Overall, the model had an accuracy of 81.7%. The logistic regression model did well predicting “No” if a client would default, predicting correctly at a rate of 97.66%. However, the model did not do as well predicting “Yes” if a client would default, predicting correctly at a rate of 24.82%.

Random Forest

Another prediction model used is random forest. Random forest is a classifying method consisting of many decision trees. By creating a “forest” of decision trees, the classifying model hopes to select it’s best model by running many different decision trees and “takes the majority” to determine classification. To do so, random forest uses out-of-bag sampling. To find the error rate of the random forest, the out-of-bag (OOB) error is used to see the internal error estimate.

A random forest model is created to determine the probability of credit card default:

set.seed(123)
#Random Forest for variables. mtry = 5 since there are 24 variables (square root of 24 is close to 5).
fit_rf <- randomForest(factor(Default) ~., mtry = 5, data = train_set)
fit_rf
## 
## Call:
##  randomForest(formula = factor(Default) ~ ., data = train_set,      mtry = 5) 
##                Type of random forest: classification
##                      Number of trees: 500
## No. of variables tried at each split: 5
## 
##         OOB estimate of  error rate: 18.37%
## Confusion matrix:
##       0    1 class.error
## 0 16533  954  0.05455481
## 1  3176 1814  0.63647295
varImpPlot(fit_rf)

From the input printed and the plot provided, it is seen that the pay amount and bill amount in September, as well as age are important variables in determining credit card default. It can also be argued bill amount in August and bill amount in July are important variables in determining credit card default.

Looking at the confusion matrix, the random forest was able to predict “No” on credit card default pretty well, with a class error of 5.46%. However, the random forest model struggled predicting “Yes” on credit card default, with a class error of 63.65%.

Compared to the logistic regression model, the random forest model did worse in predicting “No” on credit card default, with the logistic model having 97.66% accuracy compared to the random forest model having roughly 94.54%. However, the random forest model did better predicting “Yes” on credit card default with a 36.35% accuracy compared to the 24.82% accuracy of the logistic regression model. Overall, the random forest model had a 81.63% accuracy, which is almost the same as the logistic regression model (81.7%).

Conclusion

In this project, logistic regression and random forest models were created to predict if an individual would default on their credit card.

First, the data was cleaned for accuracy and manipulated to view distributions and trends in the data.

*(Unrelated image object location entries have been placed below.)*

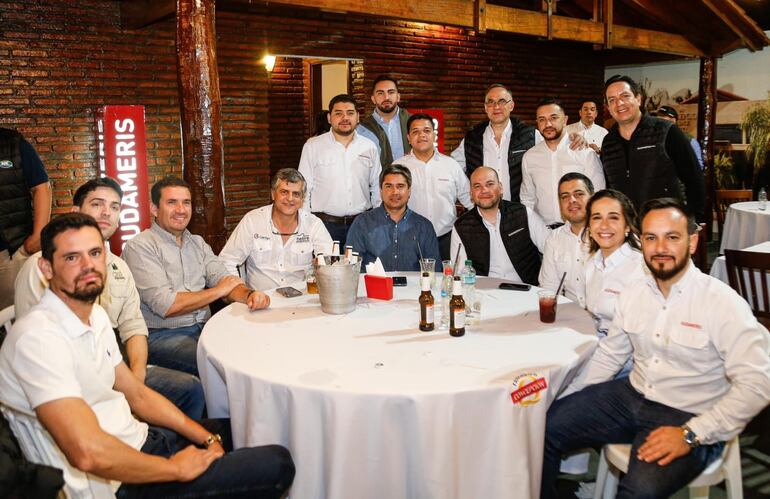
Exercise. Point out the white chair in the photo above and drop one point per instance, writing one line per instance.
(39, 447)
(614, 460)
(7, 316)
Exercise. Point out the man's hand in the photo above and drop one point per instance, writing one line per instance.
(192, 461)
(227, 284)
(32, 244)
(663, 444)
(257, 300)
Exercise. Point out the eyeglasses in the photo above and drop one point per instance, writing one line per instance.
(276, 233)
(497, 103)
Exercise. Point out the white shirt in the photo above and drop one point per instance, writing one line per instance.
(50, 354)
(436, 185)
(495, 155)
(605, 280)
(499, 263)
(120, 298)
(593, 134)
(341, 181)
(269, 262)
(700, 350)
(542, 168)
(565, 252)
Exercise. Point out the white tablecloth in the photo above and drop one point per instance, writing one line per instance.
(745, 225)
(372, 408)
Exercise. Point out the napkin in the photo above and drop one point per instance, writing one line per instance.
(375, 268)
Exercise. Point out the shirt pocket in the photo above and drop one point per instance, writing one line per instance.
(301, 254)
(261, 250)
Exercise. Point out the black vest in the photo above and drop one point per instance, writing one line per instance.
(514, 230)
(386, 153)
(646, 172)
(522, 138)
(15, 198)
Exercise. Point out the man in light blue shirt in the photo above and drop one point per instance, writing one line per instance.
(386, 126)
(392, 232)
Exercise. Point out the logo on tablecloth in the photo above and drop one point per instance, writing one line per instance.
(527, 388)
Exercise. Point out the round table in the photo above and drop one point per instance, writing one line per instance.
(745, 225)
(371, 407)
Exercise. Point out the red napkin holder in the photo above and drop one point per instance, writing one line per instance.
(380, 288)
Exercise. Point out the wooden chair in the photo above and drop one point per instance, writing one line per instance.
(748, 273)
(700, 257)
(724, 198)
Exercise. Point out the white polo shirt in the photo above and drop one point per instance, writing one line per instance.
(565, 252)
(341, 181)
(436, 185)
(269, 262)
(593, 134)
(542, 168)
(50, 354)
(606, 278)
(700, 350)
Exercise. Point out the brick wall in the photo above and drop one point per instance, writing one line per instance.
(59, 61)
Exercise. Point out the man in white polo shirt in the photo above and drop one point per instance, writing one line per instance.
(566, 252)
(587, 127)
(342, 170)
(276, 242)
(701, 369)
(61, 363)
(544, 164)
(438, 181)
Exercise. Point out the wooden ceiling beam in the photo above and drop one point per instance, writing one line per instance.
(526, 22)
(135, 14)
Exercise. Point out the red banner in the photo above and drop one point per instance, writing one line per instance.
(123, 156)
(438, 123)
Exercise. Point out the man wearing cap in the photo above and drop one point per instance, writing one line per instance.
(668, 113)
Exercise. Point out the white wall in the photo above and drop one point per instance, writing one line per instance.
(740, 72)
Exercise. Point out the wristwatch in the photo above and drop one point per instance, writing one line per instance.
(690, 437)
(214, 437)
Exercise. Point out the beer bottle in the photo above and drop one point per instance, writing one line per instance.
(457, 309)
(426, 304)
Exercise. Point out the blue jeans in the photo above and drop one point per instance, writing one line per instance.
(183, 390)
(175, 348)
(256, 472)
(614, 412)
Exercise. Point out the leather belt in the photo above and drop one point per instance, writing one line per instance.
(347, 220)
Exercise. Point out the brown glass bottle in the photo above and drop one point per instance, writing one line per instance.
(457, 309)
(426, 304)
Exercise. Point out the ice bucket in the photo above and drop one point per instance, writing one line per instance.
(337, 286)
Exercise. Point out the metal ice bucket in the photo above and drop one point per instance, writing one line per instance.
(337, 286)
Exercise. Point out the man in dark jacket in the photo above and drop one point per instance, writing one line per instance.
(504, 239)
(646, 157)
(25, 207)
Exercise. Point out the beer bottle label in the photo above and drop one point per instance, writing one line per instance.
(459, 315)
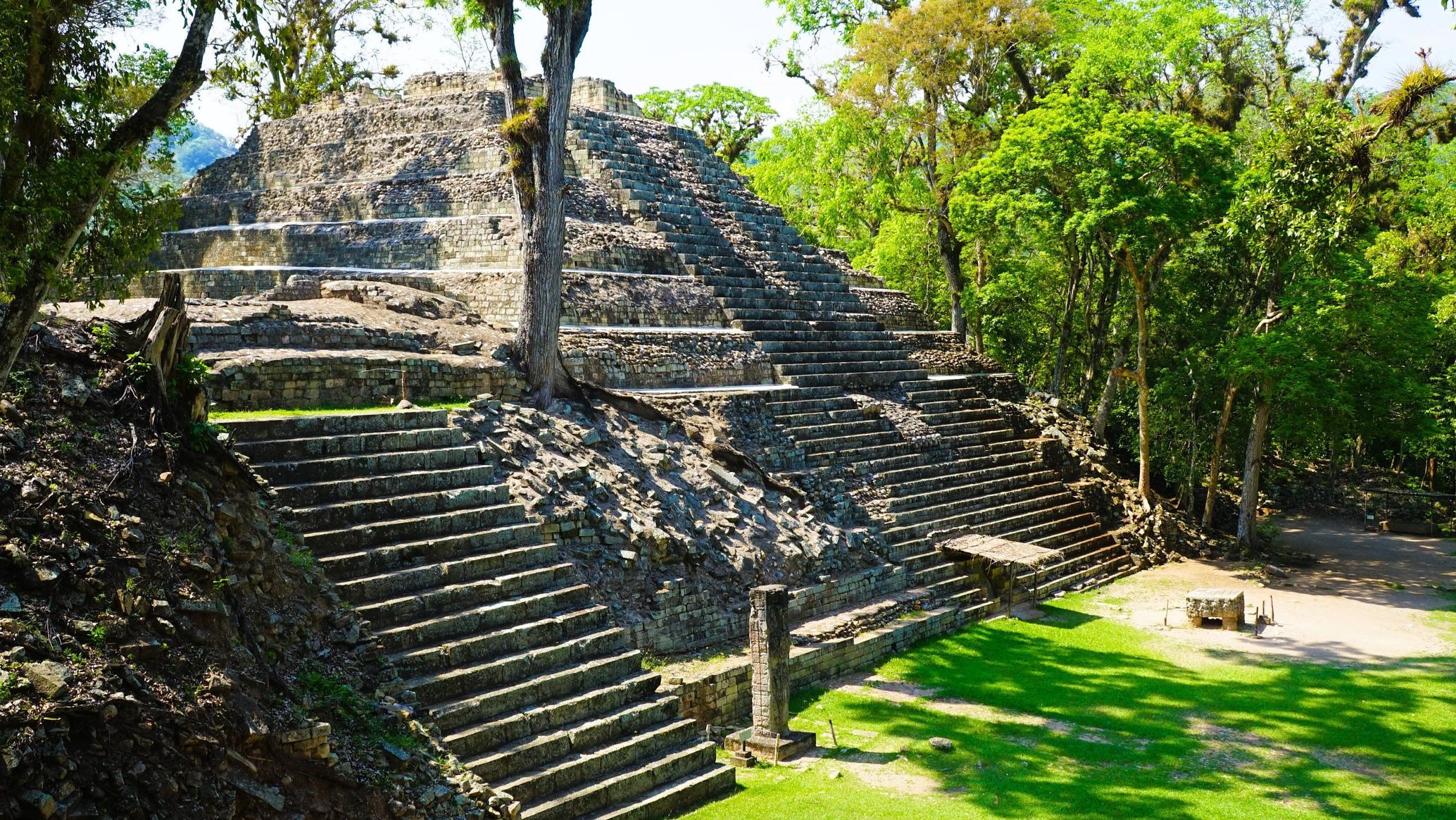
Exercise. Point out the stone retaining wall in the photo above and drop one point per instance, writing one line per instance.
(354, 379)
(724, 697)
(625, 359)
(684, 621)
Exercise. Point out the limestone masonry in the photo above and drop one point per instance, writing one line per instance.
(369, 247)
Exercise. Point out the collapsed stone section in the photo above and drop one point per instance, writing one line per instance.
(534, 689)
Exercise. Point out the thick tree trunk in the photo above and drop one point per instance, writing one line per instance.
(1115, 373)
(980, 285)
(72, 219)
(1253, 462)
(538, 137)
(1216, 459)
(1069, 308)
(25, 302)
(950, 249)
(1145, 430)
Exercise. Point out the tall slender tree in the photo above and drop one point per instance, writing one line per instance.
(70, 127)
(536, 133)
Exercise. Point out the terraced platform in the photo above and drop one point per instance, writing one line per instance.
(530, 682)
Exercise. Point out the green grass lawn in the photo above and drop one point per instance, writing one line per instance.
(1082, 717)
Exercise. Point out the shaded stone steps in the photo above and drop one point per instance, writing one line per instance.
(852, 379)
(807, 427)
(394, 530)
(459, 714)
(410, 609)
(676, 795)
(504, 542)
(974, 510)
(500, 672)
(394, 484)
(851, 442)
(349, 445)
(443, 574)
(350, 511)
(1021, 517)
(335, 424)
(488, 615)
(586, 766)
(590, 731)
(551, 716)
(973, 485)
(624, 788)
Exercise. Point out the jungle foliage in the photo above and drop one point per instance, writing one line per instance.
(1193, 219)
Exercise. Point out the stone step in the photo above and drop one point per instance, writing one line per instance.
(627, 785)
(674, 797)
(969, 473)
(513, 638)
(446, 573)
(455, 597)
(395, 530)
(510, 544)
(858, 379)
(268, 450)
(335, 424)
(590, 765)
(458, 714)
(484, 618)
(379, 485)
(1033, 528)
(996, 492)
(347, 468)
(379, 509)
(991, 521)
(549, 716)
(462, 681)
(536, 750)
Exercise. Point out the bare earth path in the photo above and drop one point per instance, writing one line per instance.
(1367, 597)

From the tables and plots created, the data had more females than males and was skewed in age, with participants below the age of 40 much more prevalent than participants over the age of 40.

Next, prediction models were created to predict an individual’s chances of defaulting on their credit card. The first model used was a logistic regression model. This model was used to predict if an individual would default on their credit card based on their information. This model is great for predicting a Yes/No classification for individuals. The logistic regression model did great predicting “no” on whether or not a client would default, but not so well predicting “yes”.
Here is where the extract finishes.